What is more effective and mathematical/statistical way to go about this other than what I have below?
func normalizeAppend(in []string, shuffle bool) []string {
var ret []string
if shuffle {
shuffleStrings(in)
}
l := len(in)
switch {
case remain(l, 3) == 0:
l3 := (l / 3)
var low, mid, high []string
for i, v := range in {
o := i + 1
switch {
case o <= l3:
low = append(low, v)
case o > l3 && o <= l3*2:
mid = append(mid, v)
case o >= l3*2:
high = append(high, v)
}
}
q1 := 1600 / len(low)
q2 := 6800 / len(mid)
q3 := 1600 / len(high)
for _, v := range low {
ret = append(ret, fmt.Sprintf("%s_%d", v, q1))
}
for _, v := range mid {
ret = append(ret, fmt.Sprintf("%s_%d", v, q2))
}
for _, v := range high {
ret = append(ret, fmt.Sprintf("%s_%d", v, q3))
}
case remain(l, 2) == 0 && l >= 4:
l4 := (l / 4)
var first, second, third, fourth []string
for i, v := range in {
o := i + 1
switch {
case o <= l4:
first = append(first, v)
case o > l4 && o <= l4*2:
second = append(second, v)
case o > l4*2 && o <= l4*3:
third = append(third, v)
case o > l4*3:
fourth = append(fourth, v)
}
}
q1 := 1600 / len(first)
q2 := 3400 / len(second)
q3 := 3400 / len(third)
q4 := 1600 / len(fourth)
for _, v := range first {
ret = append(ret, fmt.Sprintf("%s_%d", v, q1))
}
for _, v := range second {
ret = append(ret, fmt.Sprintf("%s_%d", v, q2))
}
for _, v := range third {
ret = append(ret, fmt.Sprintf("%s_%d", v, q3))
}
for _, v := range fourth {
ret = append(ret, fmt.Sprintf("%s_%d", v, q4))
}
default:
var first, second, third []string
q1 := (1 + math.Floor(float64(l)*.16))
q3 := (float64(l) - math.Floor(float64(l)*.16))
var o float64
for i, v := range in {
o = float64(i + 1)
switch {
case o <= q1:
first = append(first, v)
case o > q1 && o < q3:
second = append(second, v)
case o >= q3:
third = append(third, v)
}
}
lq1 := 1600 / len(first)
lq2 := 3400 / len(second)
lq3 := 1600 / len(third)
for _, v := range first {
ret = append(ret, fmt.Sprintf("%s_%d", v, lq1))
}
for _, v := range second {
ret = append(ret, fmt.Sprintf("%s_%d", v, lq2))
}
for _, v := range third {
ret = append(ret, fmt.Sprintf("%s_%d", v, lq3))
}
}
return ret
}
Some requested clarification:
I have a list of items that will chosen from the list many times one at a time by weighted selection, to start with I have a list with (implied) weights of 1:
[a_1, b_1, c_1, d_1, e_1, f_1, g_1, h_1, i_1, j_1, k_1]
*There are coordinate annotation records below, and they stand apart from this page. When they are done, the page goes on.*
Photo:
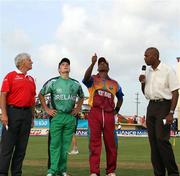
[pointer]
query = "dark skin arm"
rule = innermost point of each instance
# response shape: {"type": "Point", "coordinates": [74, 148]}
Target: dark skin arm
{"type": "Point", "coordinates": [88, 72]}
{"type": "Point", "coordinates": [142, 81]}
{"type": "Point", "coordinates": [77, 109]}
{"type": "Point", "coordinates": [4, 118]}
{"type": "Point", "coordinates": [175, 95]}
{"type": "Point", "coordinates": [118, 105]}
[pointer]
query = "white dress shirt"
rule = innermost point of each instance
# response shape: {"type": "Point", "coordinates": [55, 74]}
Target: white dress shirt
{"type": "Point", "coordinates": [160, 82]}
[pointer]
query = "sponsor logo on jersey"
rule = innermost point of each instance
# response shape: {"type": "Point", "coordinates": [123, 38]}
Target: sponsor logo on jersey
{"type": "Point", "coordinates": [104, 93]}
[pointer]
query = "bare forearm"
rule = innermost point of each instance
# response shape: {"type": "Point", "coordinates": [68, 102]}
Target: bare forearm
{"type": "Point", "coordinates": [43, 101]}
{"type": "Point", "coordinates": [88, 73]}
{"type": "Point", "coordinates": [175, 96]}
{"type": "Point", "coordinates": [3, 103]}
{"type": "Point", "coordinates": [80, 103]}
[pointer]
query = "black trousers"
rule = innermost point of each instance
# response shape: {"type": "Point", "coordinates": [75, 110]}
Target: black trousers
{"type": "Point", "coordinates": [162, 155]}
{"type": "Point", "coordinates": [14, 140]}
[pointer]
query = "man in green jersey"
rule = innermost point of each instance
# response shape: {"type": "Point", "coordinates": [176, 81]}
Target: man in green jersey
{"type": "Point", "coordinates": [64, 92]}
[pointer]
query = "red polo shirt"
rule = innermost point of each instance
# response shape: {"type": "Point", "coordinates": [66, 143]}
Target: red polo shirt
{"type": "Point", "coordinates": [21, 89]}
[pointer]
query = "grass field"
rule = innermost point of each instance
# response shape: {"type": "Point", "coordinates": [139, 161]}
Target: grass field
{"type": "Point", "coordinates": [133, 157]}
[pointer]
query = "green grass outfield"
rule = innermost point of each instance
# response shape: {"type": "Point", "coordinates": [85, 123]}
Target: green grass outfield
{"type": "Point", "coordinates": [133, 157]}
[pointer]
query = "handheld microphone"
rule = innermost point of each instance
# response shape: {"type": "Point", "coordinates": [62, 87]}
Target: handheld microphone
{"type": "Point", "coordinates": [143, 72]}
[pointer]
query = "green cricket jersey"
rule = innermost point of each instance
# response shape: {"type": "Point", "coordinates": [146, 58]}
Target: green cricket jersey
{"type": "Point", "coordinates": [64, 93]}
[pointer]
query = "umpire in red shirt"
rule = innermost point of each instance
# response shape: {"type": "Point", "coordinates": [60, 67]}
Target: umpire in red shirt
{"type": "Point", "coordinates": [17, 105]}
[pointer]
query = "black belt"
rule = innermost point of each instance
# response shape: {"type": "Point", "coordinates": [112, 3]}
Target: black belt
{"type": "Point", "coordinates": [159, 100]}
{"type": "Point", "coordinates": [18, 107]}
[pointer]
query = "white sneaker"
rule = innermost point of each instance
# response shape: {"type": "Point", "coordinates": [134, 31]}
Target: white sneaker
{"type": "Point", "coordinates": [111, 174]}
{"type": "Point", "coordinates": [74, 152]}
{"type": "Point", "coordinates": [65, 174]}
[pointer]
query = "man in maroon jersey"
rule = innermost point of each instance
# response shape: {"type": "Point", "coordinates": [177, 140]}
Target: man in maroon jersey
{"type": "Point", "coordinates": [17, 105]}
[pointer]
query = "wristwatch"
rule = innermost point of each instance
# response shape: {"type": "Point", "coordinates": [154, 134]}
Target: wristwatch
{"type": "Point", "coordinates": [171, 111]}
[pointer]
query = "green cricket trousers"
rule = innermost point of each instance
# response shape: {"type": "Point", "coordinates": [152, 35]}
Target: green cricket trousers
{"type": "Point", "coordinates": [61, 131]}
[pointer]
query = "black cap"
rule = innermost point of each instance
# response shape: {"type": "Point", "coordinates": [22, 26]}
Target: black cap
{"type": "Point", "coordinates": [102, 59]}
{"type": "Point", "coordinates": [64, 60]}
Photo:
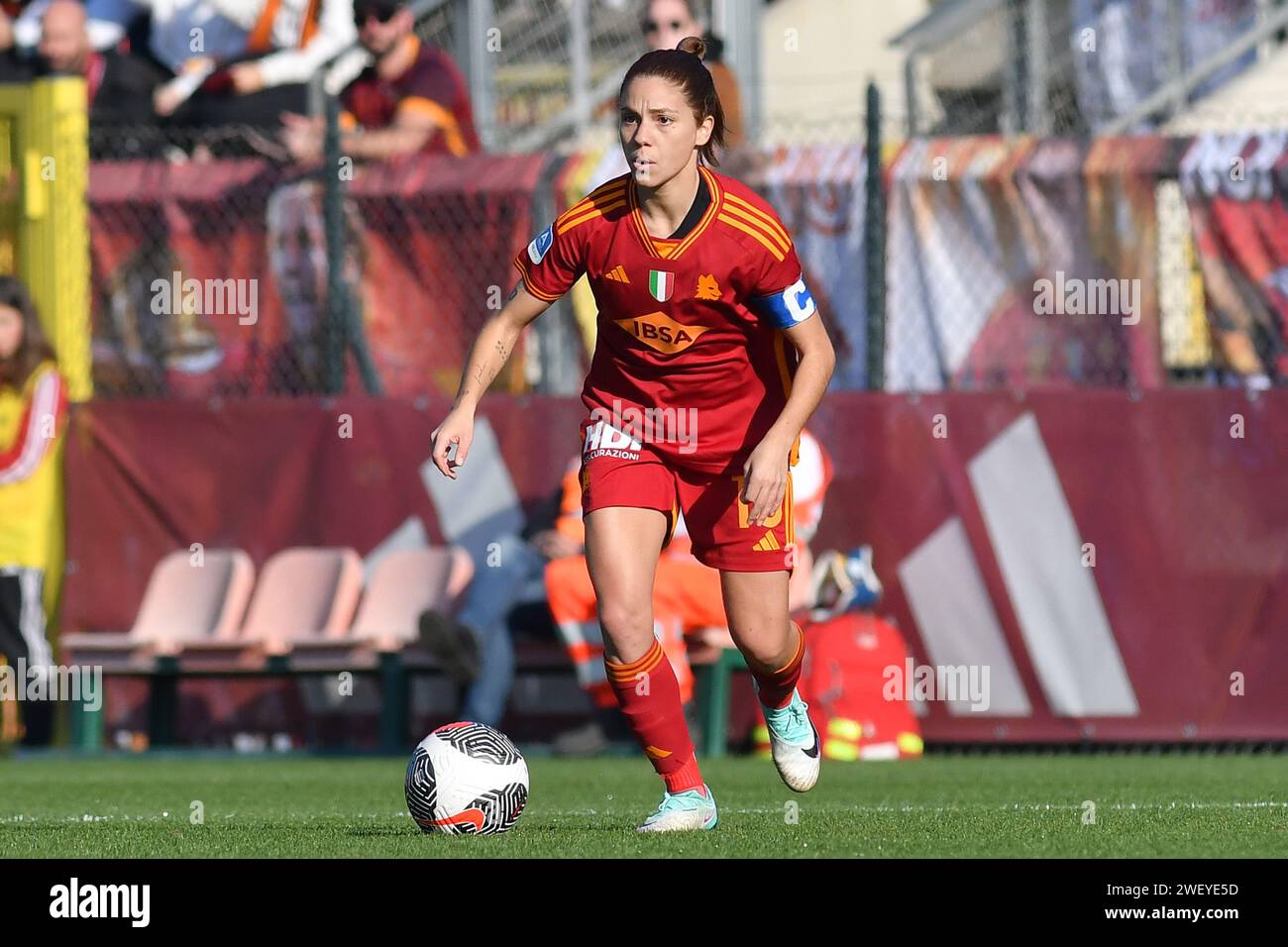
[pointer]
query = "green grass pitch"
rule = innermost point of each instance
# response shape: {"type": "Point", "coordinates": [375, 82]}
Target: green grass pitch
{"type": "Point", "coordinates": [1003, 805]}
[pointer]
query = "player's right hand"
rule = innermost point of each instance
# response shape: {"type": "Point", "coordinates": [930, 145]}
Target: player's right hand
{"type": "Point", "coordinates": [458, 428]}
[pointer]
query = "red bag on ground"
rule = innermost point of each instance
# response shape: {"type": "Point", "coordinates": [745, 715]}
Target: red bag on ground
{"type": "Point", "coordinates": [841, 681]}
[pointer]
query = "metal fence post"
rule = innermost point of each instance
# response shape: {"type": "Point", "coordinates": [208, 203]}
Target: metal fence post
{"type": "Point", "coordinates": [874, 244]}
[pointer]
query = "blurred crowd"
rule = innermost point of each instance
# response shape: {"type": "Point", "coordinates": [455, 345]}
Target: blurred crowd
{"type": "Point", "coordinates": [233, 76]}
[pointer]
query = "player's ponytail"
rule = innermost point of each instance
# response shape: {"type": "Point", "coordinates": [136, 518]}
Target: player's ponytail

I'm looking for a better way to make that list into something producing a more 'normal' distribution of weighting for selection:
[a_1, b_2, c_3, d_5, e_14, f_30, g_14, h_5, i_3, j_2, k_1]
or perhaps it is likely I need to change my methods to something more grounded statistically. Bottom line is I want to control selection from a list of items in many ways, one of which here is ensuring that items are returned in way approximating a normal curve.
If you just want to calculate the weights for a given list, then you need the following things:
The first one is quite simple. You want the mean to be in the center of the list. Therefore (assuming zero-based indexing):
mean = (list.size - 1) / 2
The second is kind of arbitrary and depends on how steep you want your weights to fall off. Weights of the normal distribution are practically zero beyond a distance of 3 * standard_deviation
from the mean
. So a good standard deviation in most cases is probably something between a fourth and a sixth list length:
standard_deviation = (1/4 .. 1/6) * list.size
variance = standard_deviation^2
Assuming that you want integer weights, you need to discretize the weights from the normal distribution. The easiest way to do this is by specifying the maximum weight (of the element at the mean position).
That's it. The weight for an element at position i
is then:
weight[i] = round(max_weight * exp(-(i - mean)^2 / (2 * variance)))